I’m a writer, too – and I know how difficult it is to weave a patchwork quilt full of memorable characters, depict their arcs and to leave the reader at the end of the story feeling moved and satisfied. I felt for Joe (and his friends!) and wanted the best for all of them. Fell's contagious sense of humor helped immeasurably with this.Using disco witch magic was a funny, clever but very moving way to have the characters combat the horrible plague of AIDS. Belief can help us make it through anything, even in the worst of times. It felt so different and invigorating to have that belief not be the traditional religion that we’ve seen so many times.Highly recommended.

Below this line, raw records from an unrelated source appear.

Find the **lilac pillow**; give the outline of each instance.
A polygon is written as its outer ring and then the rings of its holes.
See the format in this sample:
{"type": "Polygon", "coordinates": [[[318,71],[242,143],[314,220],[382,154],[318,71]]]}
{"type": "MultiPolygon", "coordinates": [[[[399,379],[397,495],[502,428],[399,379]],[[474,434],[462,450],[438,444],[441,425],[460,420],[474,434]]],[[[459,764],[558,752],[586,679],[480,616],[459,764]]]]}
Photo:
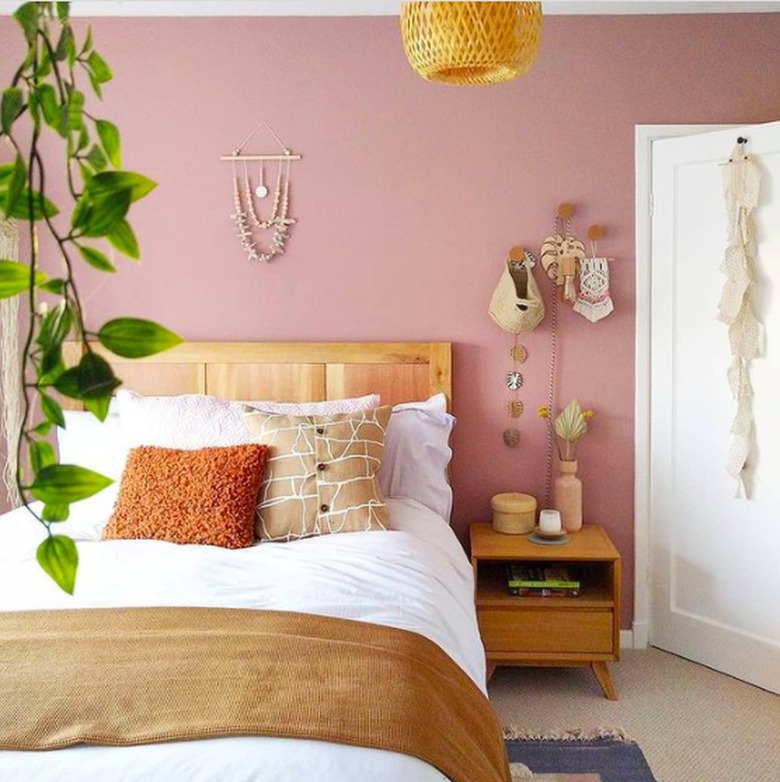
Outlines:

I really loved this. It's hopeful and sad, reflective and forward-looking, scary and sexy. A lyrical ode to love, disco, and the joy of gay sex, it's about the competing pains and joys of youth and of age and wisdom. The book is highly uninterested in the question of whether magic is "real"—there are certainly threats to the gay community in the summer of 1989, and these dancing queens will fight those threats wherever they are called to do so, with bells on. This is a semi-autobiographical book by Blair Fell and the events and feelings experienced by the characters hit with veracity.
It took me a while to get into this book, but once I got into it, I was hooked! I am not normally into fantasy novels. I wanted to read this one because it was queer. I loved how loyal the characters were to each other. I also loved how the characters communicated and worked through their issues. The end of the book was so wholesome!